Mr Sainath said that the many policies adopted in the 90s led to India becoming unusually unequal. Referring to the speech Ambedkar had made at the Constituent Assembly while handing over the draft of the Constitution, Mr Sainath said, “Ambedkar had warned about the weakness of Indian democracy that liberty without equality allows the supremacy of a few over the multitude. Liberty, equality and fraternity must be kept together as we cannot have one without the other.” 

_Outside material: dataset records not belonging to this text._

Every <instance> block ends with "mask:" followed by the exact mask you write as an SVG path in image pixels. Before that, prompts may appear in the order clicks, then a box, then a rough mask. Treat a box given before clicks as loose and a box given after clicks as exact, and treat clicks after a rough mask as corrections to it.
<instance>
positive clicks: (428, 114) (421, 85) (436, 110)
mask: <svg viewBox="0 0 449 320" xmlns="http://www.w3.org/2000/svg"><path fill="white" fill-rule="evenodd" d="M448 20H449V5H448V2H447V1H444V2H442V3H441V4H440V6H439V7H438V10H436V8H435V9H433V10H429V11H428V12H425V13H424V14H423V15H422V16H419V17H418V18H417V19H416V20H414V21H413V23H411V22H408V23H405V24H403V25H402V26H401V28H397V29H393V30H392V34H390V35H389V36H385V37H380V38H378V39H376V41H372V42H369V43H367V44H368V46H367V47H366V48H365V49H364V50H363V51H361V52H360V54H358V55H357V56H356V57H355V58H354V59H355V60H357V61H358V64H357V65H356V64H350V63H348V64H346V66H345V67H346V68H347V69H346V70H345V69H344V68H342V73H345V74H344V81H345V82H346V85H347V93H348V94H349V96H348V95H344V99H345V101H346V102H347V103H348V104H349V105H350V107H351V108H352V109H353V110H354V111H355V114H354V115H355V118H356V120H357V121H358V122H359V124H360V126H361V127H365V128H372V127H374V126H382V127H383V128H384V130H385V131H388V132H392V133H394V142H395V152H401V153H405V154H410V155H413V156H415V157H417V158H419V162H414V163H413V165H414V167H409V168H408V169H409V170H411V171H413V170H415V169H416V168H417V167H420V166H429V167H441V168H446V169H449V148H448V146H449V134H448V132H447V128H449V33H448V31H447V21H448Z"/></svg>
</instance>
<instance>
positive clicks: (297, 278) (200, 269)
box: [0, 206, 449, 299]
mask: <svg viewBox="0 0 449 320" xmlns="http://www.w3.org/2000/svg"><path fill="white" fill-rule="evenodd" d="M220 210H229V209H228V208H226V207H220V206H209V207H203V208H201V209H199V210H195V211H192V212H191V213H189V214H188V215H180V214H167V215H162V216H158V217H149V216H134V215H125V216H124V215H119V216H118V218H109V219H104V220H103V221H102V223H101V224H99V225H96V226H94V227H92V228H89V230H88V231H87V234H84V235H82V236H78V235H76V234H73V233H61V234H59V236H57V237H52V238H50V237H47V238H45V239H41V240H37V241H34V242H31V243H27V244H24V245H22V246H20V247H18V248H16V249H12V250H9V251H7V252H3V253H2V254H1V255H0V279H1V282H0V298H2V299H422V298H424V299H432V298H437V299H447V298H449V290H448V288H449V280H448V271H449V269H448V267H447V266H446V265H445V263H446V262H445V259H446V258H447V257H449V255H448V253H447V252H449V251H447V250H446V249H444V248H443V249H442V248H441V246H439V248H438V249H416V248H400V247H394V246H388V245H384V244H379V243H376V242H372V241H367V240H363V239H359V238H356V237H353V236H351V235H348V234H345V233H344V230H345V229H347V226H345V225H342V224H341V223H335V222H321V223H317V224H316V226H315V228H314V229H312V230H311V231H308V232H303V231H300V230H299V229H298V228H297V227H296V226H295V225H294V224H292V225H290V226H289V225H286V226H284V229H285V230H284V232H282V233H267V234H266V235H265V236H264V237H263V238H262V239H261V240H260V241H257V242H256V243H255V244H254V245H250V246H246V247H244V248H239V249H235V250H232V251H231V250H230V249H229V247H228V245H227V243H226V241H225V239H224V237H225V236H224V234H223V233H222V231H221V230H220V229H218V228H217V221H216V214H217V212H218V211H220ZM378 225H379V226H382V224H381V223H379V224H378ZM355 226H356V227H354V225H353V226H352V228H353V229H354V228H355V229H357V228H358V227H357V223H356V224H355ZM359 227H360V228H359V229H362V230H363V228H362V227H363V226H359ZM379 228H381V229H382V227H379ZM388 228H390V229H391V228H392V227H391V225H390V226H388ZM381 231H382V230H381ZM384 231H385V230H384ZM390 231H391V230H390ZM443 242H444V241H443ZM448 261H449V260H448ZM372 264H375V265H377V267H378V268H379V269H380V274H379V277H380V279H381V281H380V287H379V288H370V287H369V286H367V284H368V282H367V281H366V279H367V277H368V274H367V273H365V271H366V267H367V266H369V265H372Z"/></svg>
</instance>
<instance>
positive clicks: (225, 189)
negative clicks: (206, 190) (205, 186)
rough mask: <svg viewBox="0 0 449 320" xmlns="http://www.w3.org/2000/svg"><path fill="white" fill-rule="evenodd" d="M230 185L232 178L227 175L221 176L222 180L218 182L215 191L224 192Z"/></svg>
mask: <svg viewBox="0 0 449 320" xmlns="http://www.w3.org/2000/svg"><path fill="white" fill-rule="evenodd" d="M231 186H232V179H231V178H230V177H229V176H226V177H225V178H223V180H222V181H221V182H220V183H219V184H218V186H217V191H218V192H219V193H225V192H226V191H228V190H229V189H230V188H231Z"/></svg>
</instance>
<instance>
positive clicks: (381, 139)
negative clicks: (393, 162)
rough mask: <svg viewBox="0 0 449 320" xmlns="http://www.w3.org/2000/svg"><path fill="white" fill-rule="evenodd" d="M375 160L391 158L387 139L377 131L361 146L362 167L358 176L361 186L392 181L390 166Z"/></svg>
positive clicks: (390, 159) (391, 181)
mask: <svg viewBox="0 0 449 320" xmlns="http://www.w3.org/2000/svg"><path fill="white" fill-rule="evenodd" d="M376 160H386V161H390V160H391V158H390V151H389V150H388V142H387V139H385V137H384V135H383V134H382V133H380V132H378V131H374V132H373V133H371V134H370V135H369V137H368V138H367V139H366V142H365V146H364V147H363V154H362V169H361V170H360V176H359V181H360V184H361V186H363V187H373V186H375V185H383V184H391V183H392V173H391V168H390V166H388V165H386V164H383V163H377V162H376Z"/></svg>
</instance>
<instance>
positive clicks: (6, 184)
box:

Mr Sainath stated that the agrarian crisis was no longer about the loss of productivity, employment or about farmer suicide; it was a societal, civilizational crisis. Commenting on the lopsided policies such as cow-slaughter ban, he explained how cow slaughter ban had adversely affected many industries due to their interdependency. While Muslims who slaughtered cows were rendered helpless, the cattle traders who were mostly OBCs lost their earnings as the cattle prices crashed. An important industry like Kolhapur sandals industry in Maharashtra went bankrupt as a result of the cow slaughter ban in Maharashtra. He said the policymakers had no idea how the rural industries were interconnected. Demonetisation too devastated the rural economy as 98 percent of rural transactions happen through cash. 

Mr Sainath also spoke about the crisis of inequality which affects the Dalits and the Adivasis far more than anyone else as 90 percent of the rural households take home less than Rs 10,000/- per month. “Women are yet another group whose labour is never counted in the gross domestic product. Women and girls globally do unpaid work which amounts to about 12.5 billion working hours per year. Monetarily speaking, this is worth 10.8 trillion dollars,” Mr Sainath added. 

Speaking about the crisis of jobs Mr Sainath said that major companies were laying off employees just to create more profits for the investors and the adoption of artificial intelligence in the industry would further destroy millions of jobs.

Rector of St Aloysius College Institutions Fr Dionysius Vaz SJ, Principal Dr (Fr) Praveen Martis SJ, HOD of Journalism and Mass Communication department Dr (Fr) Melwyn Pinto SJ were present.

‘Veerappan and Vijay Mallya’s business models are interesting!’

Addressing the gathering during his endowment lecture on Friday, Mr Sainath made an interesting comment on the so called ‘revenue model’. “Whenever I visit IIMs and IITs for lectures on my PARI project, the students there ask me what my revenue model for my project is. I tell them that I do not have a revenue model. In fact, journalism does not begin with a revenue model. Gandhiji, Ambedkar, Bhagat Singh were all great journalists. But they did not have a revenue model,” Mr Sainath said.

On a lighter note, he said that the best revenue model that he liked was that of forest brigand Veerappan and liquor baron Vijay Mallya. “Veerappan ruled the forest for forty years and from the top ministers to the villagers he could dictate terms and liver royally. Similarly, Mallya’s revenue model was to steal the banks and run away abroad and live like a king,” Mr Sainath added.

Journalism is not and can never be a business. It is a calling, he opined. While newspaper can be a business, television can be a business, journalism per se cannot be reduced to a business. “Unfortunately today, journalists are recruited on a contract basis and they have no bargaining power; and there are no unions to fight for their cause. Hence, they are at the mercy of the corporate media houses for their survival and are made to write stories that cannot be called journalism,” Mr Sainath said.

Answering a question as to the pressures he faced as a journalist, he said that external pressures from the government or others could be very well handled. It is the internal pressures from once own media house that journalists find it difficult to manage.